Оттавио вскочил на ноги и вытащил короткий меч:
— Оставь, старый пес, или выйдешь из-за стола без лапы!
Капля жира тем временем скользнула в ложбинку между грудями.
— Оставь, старик, — предупредил Оттавио. — Она стечет по животу, задержится между ног, мне будет чем полакомиться ночью.
Панталоне повесил голову, оттолкнул тарелку и всхлипнул, скрипя зубами и бормоча про себя:
— Где же эта проклятая скрипка?
Аврора повернулась и посмотрела на него:
— Думаю, он выпил слишком много вина.
Оттавио кивнул:
— Его кровь превратилась в уксус. Сердце замариновалось. Оставь его.
Глава 10
Говорят, в одно прекрасное утро Камбьяти заметили стоящим на вершине башни. От него исходило неописуемое сияние. По словам очевидцев, он спрыгнул с башни и поначалу падал, как обычный человек, но вдруг оказалось, что он плывет вниз легко, как лист дерева. На площади, куда он приземлился, нашли только сутану и больше ничего.
Трудный разговор
Микеле Аркенти свернул на узкую улочку, направляясь на очередной урок латыни с Элеттрой.
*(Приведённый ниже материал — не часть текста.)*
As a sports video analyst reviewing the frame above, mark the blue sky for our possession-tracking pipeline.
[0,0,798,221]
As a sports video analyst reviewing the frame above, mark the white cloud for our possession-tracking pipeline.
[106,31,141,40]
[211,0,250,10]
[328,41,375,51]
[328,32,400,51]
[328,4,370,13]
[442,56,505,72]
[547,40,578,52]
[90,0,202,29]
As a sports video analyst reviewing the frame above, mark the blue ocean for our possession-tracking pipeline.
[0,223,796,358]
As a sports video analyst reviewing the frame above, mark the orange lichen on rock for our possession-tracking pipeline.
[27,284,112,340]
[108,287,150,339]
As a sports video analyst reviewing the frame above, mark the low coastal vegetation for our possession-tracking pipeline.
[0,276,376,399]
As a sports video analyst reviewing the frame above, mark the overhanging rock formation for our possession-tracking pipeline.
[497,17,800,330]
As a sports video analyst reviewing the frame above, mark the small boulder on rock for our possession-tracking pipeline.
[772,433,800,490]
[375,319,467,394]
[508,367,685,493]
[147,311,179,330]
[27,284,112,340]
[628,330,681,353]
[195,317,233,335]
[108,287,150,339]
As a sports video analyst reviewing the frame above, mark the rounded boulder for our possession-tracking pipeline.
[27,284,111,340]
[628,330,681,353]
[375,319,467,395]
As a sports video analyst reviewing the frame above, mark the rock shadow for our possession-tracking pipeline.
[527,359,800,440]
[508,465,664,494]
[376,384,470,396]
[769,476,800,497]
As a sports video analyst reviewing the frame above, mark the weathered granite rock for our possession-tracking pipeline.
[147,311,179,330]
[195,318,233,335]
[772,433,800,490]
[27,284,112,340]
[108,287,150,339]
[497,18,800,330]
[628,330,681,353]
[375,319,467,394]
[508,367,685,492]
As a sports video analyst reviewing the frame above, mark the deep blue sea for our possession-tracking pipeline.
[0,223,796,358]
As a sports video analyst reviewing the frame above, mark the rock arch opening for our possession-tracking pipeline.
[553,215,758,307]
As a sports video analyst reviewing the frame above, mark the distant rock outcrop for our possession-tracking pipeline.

Булыжники мостовой уже источали жар. Адвокат понял, что о латыни думает в последнюю очередь, и подозревал, что она тоже. Он был в замешательстве по многим причинам. Влюбленный священник. Влюбленный в молодую женщину, она помолвлена, день ее свадьбы назначен. Смятение его усиливалось оттого, что он не был с ней честен. Скрывал свои чувства, использовал ее, пытаясь выведать тайну герцогини. При этом он начинал подозревать, что девушка и герцогиня в свою очередь используют его, чтобы обеспечить успех кандидатуры Камбьяти. Но девушка неотразима, неотразима…
Он остановился, осознав, что последнюю мысль произнес вслух. Адвокат дьявола оглянулся, проверяя, не слышал ли его кто-нибудь, и поспешил дальше. Вскоре он уже стучался в тяжелые двери герцогского дворца.
— Нам придется прервать занятия латынью на некоторое время. Мне предстоит ненадолго съездить в Казале Монферрато.
Элеттра отложила книгу, устав от медленно продвигавшейся работы над переводом. Она потянулась к чаше на столе и взяла большую красную виноградину величиной почти с абрикос. Аркенти наблюдал, как она вонзает в нее острые белые зубки и закрывает глаза, наслаждаясь вкусом. Не открывая глаз, она тыльной стороной руки вытерла уголок рта.
— Зачем? Что там?
— Выяснилось кое-что, имеющее отношение к расследованию дела кандидата.